Extensive benchmarking demonstrates EnzymeCAGE's superiority over traditional methods. In evaluations involving hundreds of previously uncharacterized enzymes, the model achieved a top-10 success rate of 58%, outperforming tools such as MMseqs2 and CLIPZyme. Notably, EnzymeCAGE effectively overcomes sequence homology limitations, accurately identifying functional enzymes even in scenarios of extreme sequence divergence. In orphan reaction identification tasks, its efficiency surpasses conventional approaches by 41%, effectively filling gaps in metabolic networks. Moreover, through targeted optimization for key industrial enzyme families such as cytochromes P450, the model exhibits enhanced adaptability and consistently ranks specific targets among top predictions, demonstrating its broad applicability and practical utility.

IMG_258

Figure 2: EnzymeCAGE's performance on enzyme recruitment and function prediction tests

Beyond theoretical advancements, EnzymeCAGE has shown substantial industrial value in real-world biomanufacturing applications. In the biosynthetic exploration of the anticancer compound withanolide, the model successfully identified three key P450 enzymes from hundreds of candidate sequences with highly favorable predictive rankings, paving the way for the engineered synthesis of complex natural products. In green chemistry manufacturing, EnzymeCAGE facilitated the design of a novel biosynthetic route to glutaric acid by accurately screening enzyme candidates for multiple consecutive reaction steps. This not only confirms the model's high reliability in constructing multi-step metabolic pathways but also provides an efficient computational framework for green alternatives to bulk chemical production.

IMG_259

Figure 3: Enzyme retrieval by EnzymeCAGE in the glutarate biosynthesis pathway

In summary, EnzymeCAGE establishes an integrated “structure–function–evolution” framework for enzyme–reaction matching, surpassing traditional limitations in enzyme function prediction and demonstrating strong application potential in external validations. The research team plans to further refine reaction center identification and fine-tune the model for specific enzyme families. Both the model and associated data have been made open-source, offering a reusable tool for the scientific community. It is recognized that EnzymeCAGE holds promise in shortening enzyme discovery cycles and accelerating the adoption of biocatalysis in pharmaceuticals, energy, environmental applications, and green biomanufacturing.

Paper Title:
A Geometric Foundation Model for Enzyme Retrieval with Evolutionary Insights

Paper Link:
https://www.nature.com/articles/s41929-026-01478-y

Author Profiles

IMG_261

Yong Liu

Doctoral student at Shanghai Jiao Tong University (Class of 2025).
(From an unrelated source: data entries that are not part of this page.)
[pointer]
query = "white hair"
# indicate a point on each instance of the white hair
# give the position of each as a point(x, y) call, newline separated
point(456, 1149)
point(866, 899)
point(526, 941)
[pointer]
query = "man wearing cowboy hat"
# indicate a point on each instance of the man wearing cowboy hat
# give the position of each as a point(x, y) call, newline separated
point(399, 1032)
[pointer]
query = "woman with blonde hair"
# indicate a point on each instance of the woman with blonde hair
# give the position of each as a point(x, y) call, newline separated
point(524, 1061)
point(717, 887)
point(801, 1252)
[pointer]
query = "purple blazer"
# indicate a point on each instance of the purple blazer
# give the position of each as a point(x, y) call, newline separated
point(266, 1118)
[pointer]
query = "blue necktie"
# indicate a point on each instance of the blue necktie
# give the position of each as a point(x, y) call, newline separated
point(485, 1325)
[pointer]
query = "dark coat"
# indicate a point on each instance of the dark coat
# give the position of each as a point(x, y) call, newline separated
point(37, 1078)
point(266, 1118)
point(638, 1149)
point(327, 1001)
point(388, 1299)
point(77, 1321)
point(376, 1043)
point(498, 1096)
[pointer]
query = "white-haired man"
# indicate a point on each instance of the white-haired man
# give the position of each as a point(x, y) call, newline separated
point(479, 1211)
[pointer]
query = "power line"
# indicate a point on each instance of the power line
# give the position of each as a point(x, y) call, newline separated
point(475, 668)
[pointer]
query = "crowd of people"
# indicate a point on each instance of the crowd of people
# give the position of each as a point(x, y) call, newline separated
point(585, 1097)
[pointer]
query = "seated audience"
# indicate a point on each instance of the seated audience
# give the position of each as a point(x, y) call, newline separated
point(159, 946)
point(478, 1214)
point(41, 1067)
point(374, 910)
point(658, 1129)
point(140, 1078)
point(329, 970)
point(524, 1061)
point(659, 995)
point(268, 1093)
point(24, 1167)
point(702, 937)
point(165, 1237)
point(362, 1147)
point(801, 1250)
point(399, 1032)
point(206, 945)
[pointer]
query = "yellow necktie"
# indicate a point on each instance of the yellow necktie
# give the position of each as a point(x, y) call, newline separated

Research interests: AI-driven biosynthesis, enzyme discovery and design, and multi-agent system development.

IMG_256
Shuangjia Zheng

Tenured-track Assistant Professor and P.h.D. Supervisor of the Global Institute of Future Technology, SJTU. Prof. Zheng's research primarily focuses on the intersection of generative artificial intelligence and drug design. He has published over 60 papers in prestigious international journals and conferences, including Nat. Mach. Intell., Nat. Comput. Sci., Nat. Commun., Nat. Biomed. Eng, NeurIPS, and ICLR, with citations exceeding 5000. Several of his achievements have been reported by renowned media outlets, including MIT Tech Review, Forbes, China Science Daily, People's Daily, and Xinhua Net. He has been selected for the Asian Young Scientist Fellowship, Forbes 30 Under 30 Asia, the WAIC Yunfan Award, and the Shanghai Chenguang Program. He has also received numerous honors and awards, including the World Artificial Intelligence Conference Outstanding Paper Award, the Rey Wu Prize, the Baidu Scholarship, and the CAAI Outstanding Doctoral Dissertation Award.